Following are the methods available on Column type to perform tests.

Note that most of the methods have an operator equivalent methods. These are preferred in Scala.

The verbose ones are preferred in Java.

def &&(other: Any): Column

Boolean AND.

def and(other: Column): Column
Boolean AND.

// Scala: The following selects people that are in school and employed at the same time.

people.select( people("inSchool") && people("isEmployed") )

// Java:

people.select( people("inSchool").and(people("isEmployed")) );

--------------------------------------------------------------------------------------------------------

def ||(other: Any): Column
Boolean OR.

def or(other: Column): Column
Boolean OR.

// Scala: The following selects people that are in school or employed.

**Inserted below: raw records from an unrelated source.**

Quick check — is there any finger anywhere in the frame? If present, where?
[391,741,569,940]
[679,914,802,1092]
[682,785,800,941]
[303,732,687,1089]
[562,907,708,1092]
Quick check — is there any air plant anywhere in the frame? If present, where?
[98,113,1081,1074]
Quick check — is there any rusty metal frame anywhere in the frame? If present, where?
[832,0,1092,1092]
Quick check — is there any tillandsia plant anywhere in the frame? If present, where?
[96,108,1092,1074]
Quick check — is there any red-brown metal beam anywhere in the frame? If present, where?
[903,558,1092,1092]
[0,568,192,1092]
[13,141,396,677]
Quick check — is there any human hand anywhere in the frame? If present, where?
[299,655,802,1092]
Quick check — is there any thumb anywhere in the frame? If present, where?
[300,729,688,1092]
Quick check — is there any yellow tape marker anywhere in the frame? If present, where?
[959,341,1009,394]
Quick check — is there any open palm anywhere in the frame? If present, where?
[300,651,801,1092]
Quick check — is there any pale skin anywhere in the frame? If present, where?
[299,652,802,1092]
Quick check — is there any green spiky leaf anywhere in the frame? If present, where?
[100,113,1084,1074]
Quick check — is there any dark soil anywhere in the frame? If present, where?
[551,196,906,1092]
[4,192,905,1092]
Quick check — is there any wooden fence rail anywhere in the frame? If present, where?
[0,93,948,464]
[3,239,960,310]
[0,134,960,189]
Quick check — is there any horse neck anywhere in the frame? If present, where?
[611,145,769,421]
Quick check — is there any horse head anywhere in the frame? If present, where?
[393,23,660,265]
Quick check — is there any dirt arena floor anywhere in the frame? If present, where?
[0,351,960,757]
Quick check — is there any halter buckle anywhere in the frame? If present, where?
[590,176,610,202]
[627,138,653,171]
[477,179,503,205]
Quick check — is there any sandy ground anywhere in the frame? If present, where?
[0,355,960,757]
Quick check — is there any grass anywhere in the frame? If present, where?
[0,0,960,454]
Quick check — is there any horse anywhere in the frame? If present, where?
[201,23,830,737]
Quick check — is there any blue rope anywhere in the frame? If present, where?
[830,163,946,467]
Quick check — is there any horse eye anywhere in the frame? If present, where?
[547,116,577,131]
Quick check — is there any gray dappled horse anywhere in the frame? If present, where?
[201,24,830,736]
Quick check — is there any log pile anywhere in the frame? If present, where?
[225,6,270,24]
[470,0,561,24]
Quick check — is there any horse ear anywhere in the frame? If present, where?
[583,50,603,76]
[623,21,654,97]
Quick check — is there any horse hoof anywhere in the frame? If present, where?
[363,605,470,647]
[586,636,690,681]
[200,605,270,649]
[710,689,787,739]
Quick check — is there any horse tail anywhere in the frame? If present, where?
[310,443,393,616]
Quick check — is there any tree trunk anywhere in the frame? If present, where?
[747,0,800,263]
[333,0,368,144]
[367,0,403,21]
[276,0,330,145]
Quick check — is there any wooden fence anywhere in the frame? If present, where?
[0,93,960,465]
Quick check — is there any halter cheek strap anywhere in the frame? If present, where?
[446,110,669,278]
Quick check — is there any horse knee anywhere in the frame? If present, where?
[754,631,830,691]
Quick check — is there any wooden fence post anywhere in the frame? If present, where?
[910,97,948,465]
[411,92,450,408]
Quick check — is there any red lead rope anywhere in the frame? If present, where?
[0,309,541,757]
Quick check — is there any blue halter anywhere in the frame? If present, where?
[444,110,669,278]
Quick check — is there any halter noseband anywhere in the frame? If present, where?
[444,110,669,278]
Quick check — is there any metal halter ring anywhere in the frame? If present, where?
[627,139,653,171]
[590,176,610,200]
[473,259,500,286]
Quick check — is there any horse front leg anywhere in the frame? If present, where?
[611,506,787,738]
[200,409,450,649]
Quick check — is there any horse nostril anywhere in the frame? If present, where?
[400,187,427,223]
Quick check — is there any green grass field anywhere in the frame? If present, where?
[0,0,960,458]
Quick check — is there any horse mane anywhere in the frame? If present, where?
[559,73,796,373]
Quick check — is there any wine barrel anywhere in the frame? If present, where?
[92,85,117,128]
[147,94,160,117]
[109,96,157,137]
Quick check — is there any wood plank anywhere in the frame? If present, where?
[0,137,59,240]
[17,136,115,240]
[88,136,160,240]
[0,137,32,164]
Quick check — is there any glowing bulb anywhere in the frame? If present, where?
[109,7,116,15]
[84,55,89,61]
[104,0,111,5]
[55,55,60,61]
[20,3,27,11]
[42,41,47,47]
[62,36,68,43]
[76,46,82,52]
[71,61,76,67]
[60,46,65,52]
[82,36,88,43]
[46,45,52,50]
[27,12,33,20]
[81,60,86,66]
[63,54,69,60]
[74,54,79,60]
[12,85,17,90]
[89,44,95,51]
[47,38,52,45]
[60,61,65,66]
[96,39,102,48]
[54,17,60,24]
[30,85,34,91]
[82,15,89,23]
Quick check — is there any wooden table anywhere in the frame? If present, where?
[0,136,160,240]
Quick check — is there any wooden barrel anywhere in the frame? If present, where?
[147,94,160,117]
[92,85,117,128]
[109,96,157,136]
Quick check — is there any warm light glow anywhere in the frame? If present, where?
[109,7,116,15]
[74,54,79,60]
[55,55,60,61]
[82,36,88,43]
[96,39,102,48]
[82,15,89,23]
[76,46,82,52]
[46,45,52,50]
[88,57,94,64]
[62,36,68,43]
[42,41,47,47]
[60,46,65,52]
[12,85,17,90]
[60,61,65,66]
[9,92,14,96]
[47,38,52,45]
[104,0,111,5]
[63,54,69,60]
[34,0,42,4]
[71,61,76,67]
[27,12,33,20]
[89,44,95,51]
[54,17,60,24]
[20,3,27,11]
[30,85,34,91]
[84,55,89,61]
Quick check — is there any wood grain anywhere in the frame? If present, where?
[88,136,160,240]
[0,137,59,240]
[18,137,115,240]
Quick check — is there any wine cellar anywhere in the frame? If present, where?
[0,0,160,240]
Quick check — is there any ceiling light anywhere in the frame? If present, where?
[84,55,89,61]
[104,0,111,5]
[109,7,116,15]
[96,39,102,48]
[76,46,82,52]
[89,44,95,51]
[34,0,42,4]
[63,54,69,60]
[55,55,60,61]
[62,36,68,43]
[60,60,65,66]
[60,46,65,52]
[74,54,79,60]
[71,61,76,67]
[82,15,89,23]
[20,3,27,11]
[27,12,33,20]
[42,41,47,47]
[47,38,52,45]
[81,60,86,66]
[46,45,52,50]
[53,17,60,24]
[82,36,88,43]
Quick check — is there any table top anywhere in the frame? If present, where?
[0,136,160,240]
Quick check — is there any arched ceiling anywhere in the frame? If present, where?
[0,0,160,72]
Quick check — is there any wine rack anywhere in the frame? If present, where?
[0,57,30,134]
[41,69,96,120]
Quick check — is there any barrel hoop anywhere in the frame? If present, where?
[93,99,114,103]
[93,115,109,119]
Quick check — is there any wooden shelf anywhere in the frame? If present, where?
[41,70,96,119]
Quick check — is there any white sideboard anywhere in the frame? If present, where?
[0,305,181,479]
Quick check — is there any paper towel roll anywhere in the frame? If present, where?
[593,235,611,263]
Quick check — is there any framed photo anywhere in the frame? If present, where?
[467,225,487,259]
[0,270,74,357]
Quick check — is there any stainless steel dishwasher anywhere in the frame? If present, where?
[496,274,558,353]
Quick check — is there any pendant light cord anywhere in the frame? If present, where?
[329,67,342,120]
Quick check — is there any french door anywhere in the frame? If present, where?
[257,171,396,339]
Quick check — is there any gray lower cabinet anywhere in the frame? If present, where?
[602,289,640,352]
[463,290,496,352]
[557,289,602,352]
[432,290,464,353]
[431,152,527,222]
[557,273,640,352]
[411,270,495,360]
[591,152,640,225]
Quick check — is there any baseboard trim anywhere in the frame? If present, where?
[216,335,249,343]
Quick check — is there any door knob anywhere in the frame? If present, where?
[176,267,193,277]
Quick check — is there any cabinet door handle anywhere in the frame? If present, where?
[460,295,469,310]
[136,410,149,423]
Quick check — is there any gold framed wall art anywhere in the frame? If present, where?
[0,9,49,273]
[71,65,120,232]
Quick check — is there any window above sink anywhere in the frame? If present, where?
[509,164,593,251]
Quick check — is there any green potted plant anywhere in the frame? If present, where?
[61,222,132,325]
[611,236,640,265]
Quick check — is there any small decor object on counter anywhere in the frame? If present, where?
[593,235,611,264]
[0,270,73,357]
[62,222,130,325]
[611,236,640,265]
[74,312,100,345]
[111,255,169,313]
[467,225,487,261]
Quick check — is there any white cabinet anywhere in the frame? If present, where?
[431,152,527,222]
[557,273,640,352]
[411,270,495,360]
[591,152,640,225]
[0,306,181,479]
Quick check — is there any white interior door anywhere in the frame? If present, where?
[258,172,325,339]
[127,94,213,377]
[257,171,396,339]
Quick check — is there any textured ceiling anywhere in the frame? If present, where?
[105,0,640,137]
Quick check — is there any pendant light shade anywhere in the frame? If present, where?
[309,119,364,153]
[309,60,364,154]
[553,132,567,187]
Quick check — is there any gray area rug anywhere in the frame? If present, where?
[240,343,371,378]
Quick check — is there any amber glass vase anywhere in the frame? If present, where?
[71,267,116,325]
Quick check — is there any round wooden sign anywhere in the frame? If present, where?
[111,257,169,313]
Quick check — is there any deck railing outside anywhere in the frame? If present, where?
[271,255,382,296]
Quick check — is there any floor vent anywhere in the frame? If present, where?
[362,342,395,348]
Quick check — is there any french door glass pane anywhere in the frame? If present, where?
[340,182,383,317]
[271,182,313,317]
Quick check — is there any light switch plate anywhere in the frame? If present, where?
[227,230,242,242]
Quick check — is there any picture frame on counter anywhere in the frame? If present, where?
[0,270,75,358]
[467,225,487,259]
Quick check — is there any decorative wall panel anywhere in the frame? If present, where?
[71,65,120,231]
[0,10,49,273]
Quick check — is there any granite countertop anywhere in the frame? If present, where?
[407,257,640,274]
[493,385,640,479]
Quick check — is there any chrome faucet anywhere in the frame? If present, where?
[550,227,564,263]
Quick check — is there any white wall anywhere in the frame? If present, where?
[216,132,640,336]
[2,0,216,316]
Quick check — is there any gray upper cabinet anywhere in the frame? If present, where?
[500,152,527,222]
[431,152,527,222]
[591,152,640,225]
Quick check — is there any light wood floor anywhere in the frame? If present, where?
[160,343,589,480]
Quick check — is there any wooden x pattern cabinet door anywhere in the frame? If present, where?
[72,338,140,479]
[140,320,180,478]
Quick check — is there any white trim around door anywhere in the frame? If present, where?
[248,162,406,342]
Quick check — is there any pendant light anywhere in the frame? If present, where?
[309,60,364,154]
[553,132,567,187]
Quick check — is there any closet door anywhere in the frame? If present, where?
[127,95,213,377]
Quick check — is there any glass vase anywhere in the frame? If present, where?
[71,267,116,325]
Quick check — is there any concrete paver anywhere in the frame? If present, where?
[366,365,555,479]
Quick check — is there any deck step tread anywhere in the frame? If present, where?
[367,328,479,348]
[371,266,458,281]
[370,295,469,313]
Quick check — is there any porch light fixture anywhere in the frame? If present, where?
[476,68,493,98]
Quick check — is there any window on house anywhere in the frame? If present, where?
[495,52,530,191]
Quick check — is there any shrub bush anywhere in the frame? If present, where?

people.filter( people("inSchool") || people("isEmployed") )

// Java:

people.filter( people("inSchool").or(people("isEmployed")) );

--------------------------------------------------------------------------------------------------------

def =!=(other: Any): Column

Inequality test.

def notEqual(other: Any): Column
Inequality test.

// Scala:

df.select( df("colA") !== df("colB") )

df.select( !(df("colA") === df("colB")) )

// Java:

import static org.apache.spark.sql.functions.*;

df.filter( col("colA").notEqual(col("colB")) );

--------------------------------------------------------------------------------------------------------

def <(other: Any): Column

Less than.

def lt(other: Any): Column Less than.

// Scala: The following selects people younger than 21.

people.select( people("age") < 21 )

// Java:

people.select( people("age").lt(21) );

--------------------------------------------------------------------------------------------------------

def <=(other: Any): Column

Less than or equal to.

def leq(other: Any): Column
Less than or equal to.

// Scala: The following selects people age 21 or younger than 21.

people.select( people("age") <= 21 )

// Java:

people.select( people("age").leq(21) );

--------------------------------------------------------------------------------------------------------

def <=>(other: Any): Column

Equality test that is safe for null values.

def eqNullSafe(other: Any): Column
Equality test that is safe for null values.

--------------------------------------------------------------------------------------------------------

def ===(other: Any): Column

Equality test.

def equalTo(other: Any): Column
Equality test.

// Scala:

df.filter( df("colA") === df("colB") )

// Java

import static org.apache.spark.sql.functions.*;

df.filter( col("colA").equalTo(col("colB")) );

--------------------------------------------------------------------------------------------------------

def >(other: Any): Column
Greater than.

def gt(other: Any): Column
Greater than.

// Scala: The following selects people older than 21.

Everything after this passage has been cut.